5. Your biggest addition to the team this offseason was probably Brandon Marshall. He had a decent game in Week 1, but probably a little below expectations (especially mine--I have him on both of my fantasy teams!) Do you see a season similar to what he's done in Denver, or should we temper our expectations a bit?
I think expectations definitely need to be tempered a bit. Remember, the Dolphins are still a run-first team. Ronnie Brown and Ricky Williams are still the linchpins of this offense. And part of the reason Marshall was an ideal receiver for this team is because of his ability - and willingness - to run block. Don't get me wrong, Marshall is still the focal point of the passing attack just as he was in Denver. But the Dolphins just won't be passing as much, that's all.
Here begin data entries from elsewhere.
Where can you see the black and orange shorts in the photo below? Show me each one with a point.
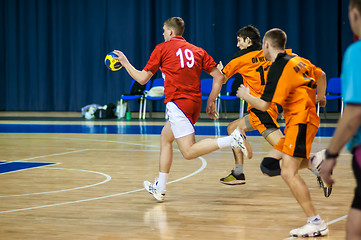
(264, 122)
(298, 139)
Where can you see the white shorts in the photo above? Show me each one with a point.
(181, 126)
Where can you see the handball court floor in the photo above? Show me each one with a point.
(63, 177)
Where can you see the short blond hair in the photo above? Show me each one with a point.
(277, 38)
(175, 23)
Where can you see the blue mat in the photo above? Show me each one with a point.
(126, 129)
(6, 167)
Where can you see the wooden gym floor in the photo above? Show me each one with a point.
(89, 186)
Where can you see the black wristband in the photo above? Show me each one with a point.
(330, 155)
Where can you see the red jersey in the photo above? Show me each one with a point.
(181, 64)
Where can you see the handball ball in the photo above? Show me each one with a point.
(112, 63)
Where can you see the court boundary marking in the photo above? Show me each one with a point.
(108, 178)
(204, 164)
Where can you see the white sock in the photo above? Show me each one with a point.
(162, 181)
(224, 141)
(315, 219)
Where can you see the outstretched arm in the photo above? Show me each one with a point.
(218, 79)
(346, 129)
(257, 102)
(141, 77)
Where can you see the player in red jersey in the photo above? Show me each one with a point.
(181, 64)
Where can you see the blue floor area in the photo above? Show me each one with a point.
(126, 129)
(6, 167)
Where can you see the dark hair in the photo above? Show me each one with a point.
(251, 33)
(177, 24)
(356, 4)
(277, 37)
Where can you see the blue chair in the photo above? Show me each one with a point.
(128, 97)
(333, 92)
(228, 97)
(206, 89)
(158, 82)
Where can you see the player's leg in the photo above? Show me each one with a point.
(296, 147)
(353, 225)
(236, 177)
(158, 188)
(182, 115)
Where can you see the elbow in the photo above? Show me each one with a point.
(264, 106)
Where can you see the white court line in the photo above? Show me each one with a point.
(50, 155)
(329, 223)
(204, 164)
(108, 178)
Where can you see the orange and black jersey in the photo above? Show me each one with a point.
(292, 82)
(253, 66)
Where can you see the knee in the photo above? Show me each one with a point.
(188, 155)
(271, 167)
(287, 175)
(232, 126)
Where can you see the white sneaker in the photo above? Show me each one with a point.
(310, 230)
(316, 162)
(317, 159)
(152, 189)
(239, 141)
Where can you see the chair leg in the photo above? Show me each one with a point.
(341, 107)
(218, 107)
(241, 108)
(144, 107)
(141, 108)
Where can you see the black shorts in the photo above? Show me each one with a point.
(356, 203)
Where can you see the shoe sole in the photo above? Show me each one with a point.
(234, 182)
(321, 233)
(248, 148)
(248, 152)
(327, 190)
(147, 189)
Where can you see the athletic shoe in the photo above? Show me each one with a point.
(233, 179)
(239, 141)
(316, 162)
(310, 230)
(152, 189)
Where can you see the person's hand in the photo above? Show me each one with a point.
(211, 110)
(121, 57)
(321, 101)
(326, 169)
(220, 66)
(242, 91)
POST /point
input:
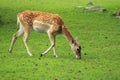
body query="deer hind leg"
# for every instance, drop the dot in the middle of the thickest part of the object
(14, 38)
(52, 40)
(25, 39)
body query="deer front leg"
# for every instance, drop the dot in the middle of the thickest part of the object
(15, 36)
(52, 40)
(25, 38)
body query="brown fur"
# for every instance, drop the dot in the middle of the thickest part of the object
(27, 19)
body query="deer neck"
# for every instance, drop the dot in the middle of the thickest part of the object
(67, 34)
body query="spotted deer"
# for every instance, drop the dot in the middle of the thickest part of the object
(52, 24)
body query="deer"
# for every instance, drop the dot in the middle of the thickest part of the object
(44, 22)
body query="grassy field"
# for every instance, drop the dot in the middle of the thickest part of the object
(97, 32)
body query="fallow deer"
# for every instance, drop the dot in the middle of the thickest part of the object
(52, 24)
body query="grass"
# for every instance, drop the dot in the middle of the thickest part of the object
(98, 34)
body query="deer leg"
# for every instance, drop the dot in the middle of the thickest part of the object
(15, 36)
(54, 50)
(52, 40)
(25, 39)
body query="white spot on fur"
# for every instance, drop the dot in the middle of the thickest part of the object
(40, 26)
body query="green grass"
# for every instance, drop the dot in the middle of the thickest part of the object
(98, 34)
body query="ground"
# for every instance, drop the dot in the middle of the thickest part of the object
(97, 32)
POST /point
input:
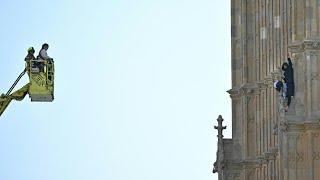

That doesn't mean Marshall isn't going to put up numbers. He was targeted 13 or 14 times last week, catching 8 passes. Sure, those catches didn't amount to a lot of yards. But he had a couple of third down conversions and if the wind doesn't hold back Henne's long ball to an open Marshall - who had two or three steps on his defender - then we're suddenly talking about a 9 catch, 100+ yard, one touchdown performance. So Brandon is going to be just fine. And as Henne progresses and gets better (remember, he doesn't even have a full 16 games starting experience under his belt yet), Marshall will see his numbers improve - and the Dolphins should see their record improve.